Termination-Portal.org - User contributions [en]

Complexity:Old

2010-04-18T11:43:13Z

Hirokawa:

This page is to record the current status of discussion
on the proposed Complexity Category of the Termination Competition.

== Overview of the Event ==

It is a challenging topic to automatically determine upper bounds on
the complexity of rewrite systems. By complexity of a TRS, we mean
the maximal length of derivations, where either no restrictions on the
initial terms are present ("derivational complexity") or only
constructor based terms are considered ("runtime complexity"). See
(Hirokawa, Moser, 2008) for further reading on the notion of runtime
complexity. Additionally one distinguishes between complexities
induced by full rewriting as opposed to complexities induced by
specific strategies, as for example innermost rewriting.
We propose four sub-categories:
# Derivational Complexity (DC),
# innermost Derivational Complexity (iDC),
# Runtime Complexity (RC), and
# innermost Runtime Complexity (iRC)

== Syntax/Semantics for Input/Output ==

As competition semantics, we propose to focus on polynomial
bounds.

=== Input Format ===
Problems will be given in the newly TPDB-format, cf.
[http://www.termination-portal.org/wiki/XTC_Format_Specification], where
the XML-element ''problem'' will have the type ''complexity'' given.
Further, depending on the category DC, iDC, RC and iRC, the attributes
''strategy'' and ''startterm'' will be set to FULL/INNERMOST and full/constructor-based
respectively.
In particluar, this allows the upload of one single tool for all categories the authors want to participate in.

=== Output Format ===
The output format is adapted so that additional
information on the asymptotic complexity is given for lower as well
as upper bounds. Hence the output written to the first line of STDOUT
shall be a complexity statement according to the following grammar:

<pre>
S -> NO | MAYBE | YES( F, F) | YES( ?, F) | YES( F, ?)
F -> O(1) | O(n^Nat) | POLY
</pre>

where "Nat" is a non-zero natural number and YES(F1, F2) means F2 is
upper bound and that F1 is a lower-bound. "O(n^k)" is the usual big-Oh
notation and "POLY" indicates an unspecified polynomial. Either of
the functions F1, F2 (but not both) may be replaced by ``don't know'',
indicated by ?. Any remaining output on STDOUT will be considered as
proof output and has to follow the normal rules for the competition.

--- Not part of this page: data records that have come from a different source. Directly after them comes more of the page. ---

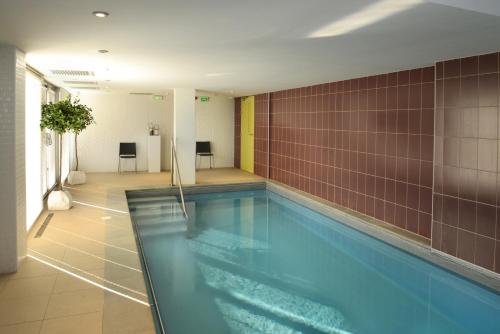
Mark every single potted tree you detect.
[40,97,93,210]
[68,99,95,185]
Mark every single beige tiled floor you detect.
[0,169,261,334]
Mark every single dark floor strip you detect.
[35,213,54,238]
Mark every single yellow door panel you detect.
[240,96,254,173]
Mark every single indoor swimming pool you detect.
[128,190,500,334]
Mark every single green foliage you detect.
[40,97,95,134]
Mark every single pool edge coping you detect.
[125,180,500,293]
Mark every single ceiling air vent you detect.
[50,70,94,77]
[64,80,97,85]
[69,86,100,90]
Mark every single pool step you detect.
[128,196,178,206]
[128,196,187,236]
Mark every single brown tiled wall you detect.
[234,97,241,168]
[432,53,500,272]
[270,67,434,238]
[254,94,269,177]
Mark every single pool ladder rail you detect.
[170,139,189,220]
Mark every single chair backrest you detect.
[119,143,136,155]
[196,141,212,153]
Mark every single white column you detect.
[0,44,26,273]
[174,88,196,184]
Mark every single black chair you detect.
[118,143,137,173]
[196,141,215,168]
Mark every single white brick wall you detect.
[0,45,26,273]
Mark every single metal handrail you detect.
[170,139,189,219]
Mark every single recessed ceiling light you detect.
[92,10,109,19]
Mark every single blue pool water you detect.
[129,190,500,334]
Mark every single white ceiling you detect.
[0,0,500,96]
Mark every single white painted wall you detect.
[78,92,173,172]
[195,91,234,168]
[174,88,196,184]
[25,72,45,230]
[0,45,26,273]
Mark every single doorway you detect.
[240,96,254,174]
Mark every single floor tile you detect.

Example: Consider R= {a(a(x)) -> b(c(x)), b(b(x)) -> a(c(x)), c(c(x)) -> a(b(x))}. Within
the derivational complexity category a syntactically correct output would be "YES(O(n^2),POLY)".
(Whether this output would also indicate a correct tool, is another question.)

== Scoring ==

Currently we focus on (polynomial) upper bounds. As
the output format indicates, this restriction should be lifted
later, see below. In order to take into account the quality of the upper
bound provided by the different tools, we propose the following
scoring algorithm, where we suppose the number of competitors is x.

Firstly, for each TRS the competing tools are ranked, where constant
complexity, i.e., output "YES(?,O(1))" is best and "MAYBE", "NO" or
time-out is worst.
As long as the output is of form "YES(?,O(n^k))" or "YES(?,POLY)" the
rank of the tool defines the number of points. More precisely the
best tool gets x+1 points, the second gets x points and so on. On the
other hand a negative output ("MAYBE", "NO" or time-out) gets 0
points.
If two or more tools would get the same rank, the rank of the
remaining tools is adapted in the usual way.

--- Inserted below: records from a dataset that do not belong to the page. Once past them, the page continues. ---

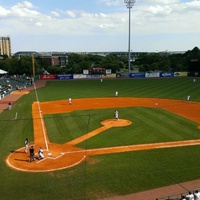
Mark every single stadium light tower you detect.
[124,0,135,73]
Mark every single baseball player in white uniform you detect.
[115,110,119,121]
[24,138,29,153]
[68,98,72,105]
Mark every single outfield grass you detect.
[0,78,200,200]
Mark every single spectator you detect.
[194,190,200,200]
[186,192,194,200]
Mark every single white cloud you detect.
[0,0,200,52]
[66,10,76,18]
[0,6,10,17]
[51,11,60,17]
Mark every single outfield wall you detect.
[40,72,189,80]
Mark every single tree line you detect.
[0,47,200,76]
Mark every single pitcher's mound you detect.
[101,119,132,127]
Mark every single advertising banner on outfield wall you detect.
[73,74,86,79]
[56,74,73,80]
[145,72,160,78]
[86,74,101,79]
[188,72,200,77]
[160,72,174,77]
[40,74,57,80]
[102,74,116,79]
[116,73,130,78]
[130,73,145,78]
[174,72,188,77]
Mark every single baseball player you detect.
[68,98,72,105]
[29,146,35,162]
[114,110,119,121]
[24,138,29,153]
[38,147,44,160]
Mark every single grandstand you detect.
[0,75,32,99]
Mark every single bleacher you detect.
[0,76,32,99]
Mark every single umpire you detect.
[29,146,34,162]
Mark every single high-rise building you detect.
[0,37,11,57]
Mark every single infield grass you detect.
[0,78,200,200]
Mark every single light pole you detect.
[124,0,135,73]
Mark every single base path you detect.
[6,97,200,172]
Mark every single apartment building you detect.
[0,37,11,57]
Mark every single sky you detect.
[0,0,200,53]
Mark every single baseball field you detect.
[0,78,200,199]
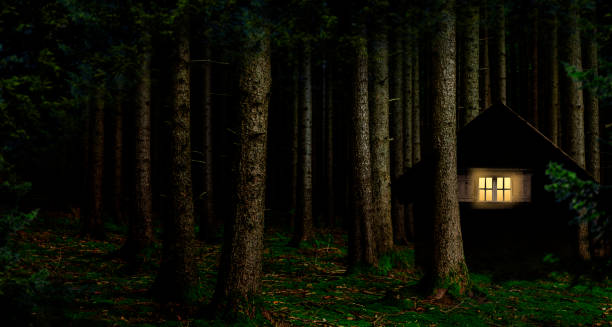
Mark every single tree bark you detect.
[584,22,601,183]
[213,33,272,313]
[82,86,105,239]
[402,34,415,170]
[291,45,314,246]
[323,62,336,226]
[397,32,418,239]
[412,38,422,164]
[542,14,561,145]
[121,40,153,265]
[432,1,470,297]
[369,31,393,255]
[153,19,198,303]
[561,0,590,261]
[348,33,377,266]
[479,6,491,112]
[200,44,215,242]
[290,65,300,230]
[489,0,507,104]
[113,90,123,222]
[460,1,480,126]
[389,29,412,245]
[527,7,540,128]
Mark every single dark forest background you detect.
[0,0,612,324]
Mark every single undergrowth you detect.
[4,217,612,327]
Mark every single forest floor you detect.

Secondly, all resulting points for all considered systems are summed
up and the contestant with the highest number of points wins. If this
cannot establish a winner, the total number of wins is counted. If
this still doesn't produce a winner, we give up and provide two (or
more) winners.

The maximal allowed CPU time is 60 seconds.

== Problem selection ==

We propose to run subcategories DC and iDC
on all TRS and SRS families from the newly organised TPDB, after
the selection function defined below has been applied.
For categories RC and iRC, we propose to run the competition on all TRS families
after application of the selection function stated below:

=== Selection function ===

In the following, we denote by ''select'' the function that relates
each family from the TPDB to the number of randomly chosen examples within this family as defined
for the termination competition.
The idea is to make ''select''
aware of different difficulties of proving complexity bounds. We do so by
# partitioning each family ''F'' into ''n'' different sets ''F = F_1 \cup ... \cup F_n'', where the sets ''F_i'' may be seen as collections of TRSs similar in difficulty. For this years competition we propose following partitioning of a family ''F'':
#:* '''subcategories RC, iRC and iDC:''' we propose to partition each family into
#:*:(i) those upon which a polynomial bound could be shown automatically in last years competition (denoted by ''F_auto'' below) and
#:*:(ii) those where a polynomial bound could not be shown (''F_nonauto'').
#:* '''subcategory DC:''' as above, but we split (ii) into duplicating TRS (''F_duplicating'') and non-duplicating TRSs (note that any TRS from (i) is non-duplicating)
# In accordance to the above described partitioning, we define a probability distribution ''p'' on ''F'' such that ''p(F_1) + ... p(F_n) = 1''. For this year's competition we propose the following distribution:
#:for all subcategories and families ''F'', we propose ''p(F_auto) = 0.4'' and ''p(F_nonauto) = 0.6'' (For the category DC, we additionally set ''p(F_duplicating) = 0.0''). That is, we want to consider 40% examples that could be solved automatically in last years competition, and 60% of examples that could not be solved automatically. Additionally for DC we want to exclude duplicating TRS as those admit exponential derivational complexity. Based on the probability distribution ''p'' we define the extended selection function ''select_comp(F,i) = min(|F_i|, p(i) * select(F))''. Here ''|F_i|'' denotes the size of ''F_i''.
# From each partition ''F_i'' of a family ''F'', we randomly select ''select_comp(F,i)'' examples.

== Test Cases ==
In the following test cases we restrict to full rewriting.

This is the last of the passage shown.